We know from animal studies that under-cared for daughters are worse as mothers than their own mothers. And so, a cycle of destructive, competitive detachment moves in a downward spiral, worsening over generations. We are there now. Our baselines for what we think is normal and good have shifted downward too (e.g., ‘it’s normal for babies to cry;’ ‘it’s normal for boys to be aggressive;’ ‘it’s normal for adults to be sickly and selfish;’ ‘it’s normal for a society to be a dog-eat-dog world’). Thus, we have reached a certain deadness of industrialized humanity. We have become robopathic instead of heartminded.

The harm done by a competitive detached culture involves not just human beings, who must enter various courses of therapies to undo the damage of an unnested childhood. Those who do not awaken to the destructive nature of their impulses and the larger culture will expand the damage to other societies (e.g., the USA and its allies have dropped on average 46 bombs a day on other countries for the last 20 years).

In a competitive detached culture, the missing capacities of connected empathy is even more extensive towards the natural world. Nature is perceived to be dangerous, dumb and inert and even full of pests deserving to be exterminated (this attitude was exhibited by European explorers and invaders and remarked upon by the natives of the lands later called the Americas).  This is not our heritage either, as our ancestors lived in respectful partnership with the natural world.

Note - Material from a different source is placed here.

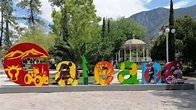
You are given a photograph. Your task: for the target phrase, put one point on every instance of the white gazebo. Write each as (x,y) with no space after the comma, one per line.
(135,44)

We are at a point of shifting viewpoints and practices due to the many crises facing humanity. A return to a cooperative, companionship culture is needed and is being reawakened around the world. Not only do we need to be trauma-informed but wellness-informed. Wellness-informed practice entails understanding humanity’s basic needs and what brings about human thriving based on interdisciplinary scholarship, with an emphasis on the development and support of heart-mindedness and earth-centered-living knowhow.